Reid terminal/concourse map

===Green Line===
The Green Line was the first people mover line at the airport, opening in 1985. It connects Terminal 1 with the C Gate Concourse, which primarily serves Southwest Airlines. The Green Line features two parallel quarter-mile tracks each with two-car trams running back and forth between the two stations. In 2008, the line's original Westinghouse/Adtranz C-100 vehicles were replaced with the current Bombardier Innovia APM 100 (formerly CX-100) vehicles.

===Blue Line===
The Blue Line is the longest of the three lines and it connects the Terminal 1 building with the satellite D Gate Concourse. Similar to the Green Line, the Blue Line consists of two kilometer-long parallel tracks with trams shuttling back and forth between the two stations.
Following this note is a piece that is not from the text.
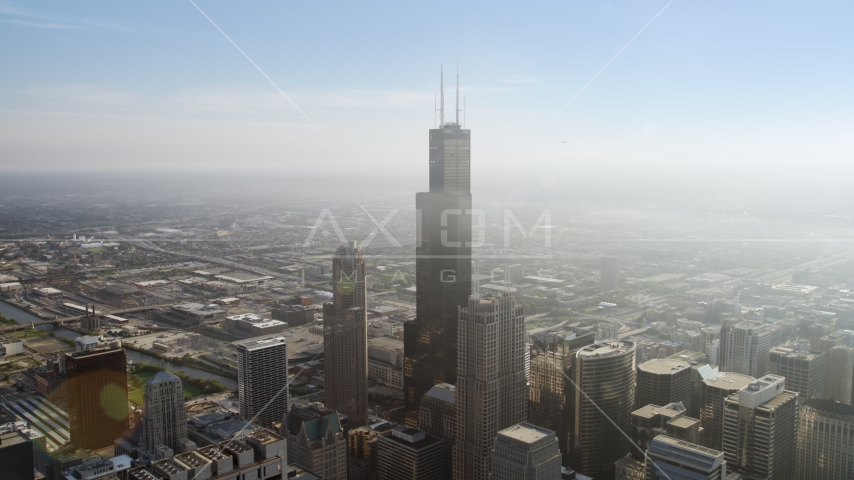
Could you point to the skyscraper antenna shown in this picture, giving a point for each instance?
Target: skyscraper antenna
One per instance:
(441, 96)
(458, 91)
The Blue Line opened in 1998 when the D Gates Concourse opened and introduced the CX-100 vehicles. Each tram on the Blue Line includes three cars, each of which has a capacity of 270 people. When the Green Line fleet was replaced, the Blue Line's original AdTranz CX-100 vehicles were also replaced soon after with the current Bombardier Innovia APM 100 vehicles similar to the previous vehicles in early 2009.

===Red Line===
Terminal 3 is connected to the D Gates Concourse via the Red Line. Like the two prior lines, the Red Line consists of two tracks, each with a three-car tram shuttling back and forth between the two stations. The third line also uses Bombardier Innovia APM 100 vehicles. Like The Plane Train at the Hartsfield–Jackson Atlanta International Airport and the Automated Guideway Transit System at Denver International Airport, the line is completely underground.